The corporation says that it will deploy the service for Android users via the use of its in-house BBC Media Player facility – a secure technological application created by the corporation’s own Future Media division.
The BBC warns Android users, however, that the quality of the service may be compromised by its use of Adobe Air technology to power the app, rather than Adobe Flash. This, it says, is owing to Adobe’s ending of its support for the Android Flash Player earlier this year.
According to Chris Yanda, the iPlayer’s Executive Product Manager:
“No technology is perfect. We’ve seen some of the challenges that other Adobe Air based apps have had in the marketplace and so we have worked hard […] to build the best application we can.”

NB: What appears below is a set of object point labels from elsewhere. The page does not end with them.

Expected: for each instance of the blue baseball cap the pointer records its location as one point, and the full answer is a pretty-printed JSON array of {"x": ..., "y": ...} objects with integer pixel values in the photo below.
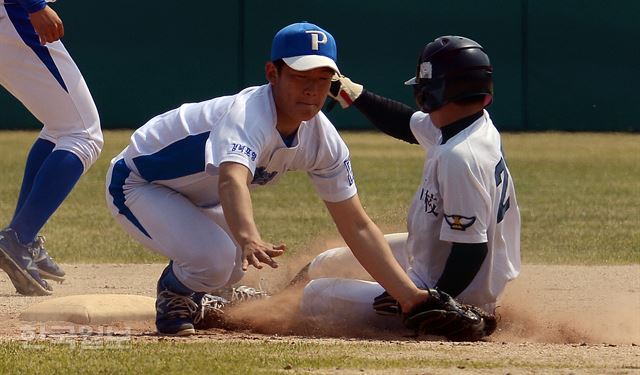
[{"x": 305, "y": 46}]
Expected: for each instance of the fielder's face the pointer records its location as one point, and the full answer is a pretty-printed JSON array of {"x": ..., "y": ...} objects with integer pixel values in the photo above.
[{"x": 299, "y": 95}]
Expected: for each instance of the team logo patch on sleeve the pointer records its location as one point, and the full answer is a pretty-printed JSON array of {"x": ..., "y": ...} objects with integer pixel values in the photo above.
[
  {"x": 458, "y": 222},
  {"x": 237, "y": 148},
  {"x": 350, "y": 179},
  {"x": 262, "y": 177}
]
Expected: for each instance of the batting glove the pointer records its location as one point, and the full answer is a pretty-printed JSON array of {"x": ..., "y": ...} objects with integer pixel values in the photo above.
[{"x": 344, "y": 91}]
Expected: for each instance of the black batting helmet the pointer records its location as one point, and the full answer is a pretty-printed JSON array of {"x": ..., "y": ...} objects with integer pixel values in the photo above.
[{"x": 450, "y": 69}]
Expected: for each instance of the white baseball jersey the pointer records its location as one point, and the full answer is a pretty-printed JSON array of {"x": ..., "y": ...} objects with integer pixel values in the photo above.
[
  {"x": 47, "y": 81},
  {"x": 183, "y": 148},
  {"x": 467, "y": 195},
  {"x": 164, "y": 185}
]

Some commentators have pointed to a reluctance up until now on the part of the BBC to deploy iPlayer for Android, owing to the difficulty in developing an application which meets the demands of its rights holders. This is an issue which, it is said, the Corporation does not have in regard to iOS (iPhone).
Once the new Android app does get off the ground however, it will have the potential to reach a great many more viewers – given figures showing that 57.2 per cent of all UK smartphone sales during the second quarter of 2012 were attributable to Android – compared with just 25.6 per cent for the iPhone.